During Thursday’s general assembly of SETE, attended by prime minister Kyriakos Mitsotakis, the numerous challenges of Greek tourism were discussed, challenges that must be addressed if the sector intends to continue playing a leading role in the Greek economy and in international competition.

The need to establish a sustainable model is the primary focus on the agenda of both the government and the tourism industry. There is growing awareness from all sides that the model Greece has been following up to now requires corrective actions.

Examples like the islands of Mykonos and Santorini, experiencing significant declines in tourism of around -20% and -13% respectively this year, underscore the urgency of shifting towards sustainable solutions.

“We are committed to sustainable development, balancing growth with necessary safeguards, especially in sensitive areas like our islands,” emphasized Mitsotakis, stressing the importance of solutions beyond short-term electoral cycles.

Yiannis Paraschis, President of the Association of Greek Tourism Enterprises (SETE), pointed out that tourism investments hinge on several factors affecting attractiveness and competitiveness, such as taxation, rental regulations, and EU fund utilization.

“The rise in tourism revenues has led to increased industry taxes,” he noted, urging a reduction in employer contributions during talks with the prime minister.

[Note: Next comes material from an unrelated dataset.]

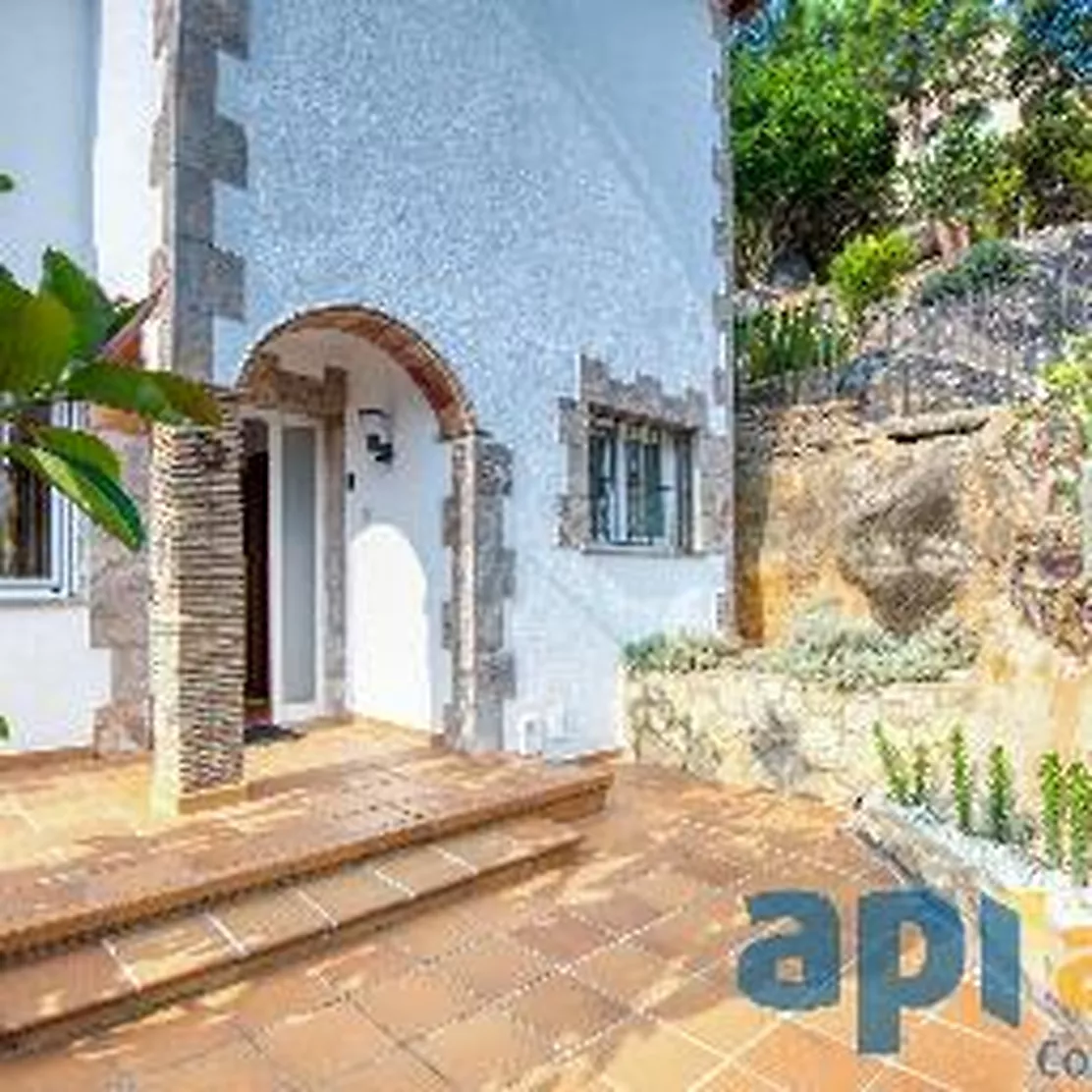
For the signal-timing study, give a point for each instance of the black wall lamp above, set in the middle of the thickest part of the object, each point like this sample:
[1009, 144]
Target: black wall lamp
[378, 435]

Another challenge is the shortage of skilled personnel, with Mitsotakis advocating for equitable distribution of tourism revenue and prioritizing wage increases to attract and retain talent. He welcomed parallels with the Turkish industry’s approach to workforce investment.

The Prime Minister also emphasized the need to enhance youth employment in tourism, urging Greece’s youth to consider tourism as a viable career path and calling for increased educational investment in the sector.

Regarding short-term rental issues, the prime minister framed them as part of broader housing policy discussions. He outlined potential interventions, including stringent standards and additional restrictions that require thorough examination before final decisions are made.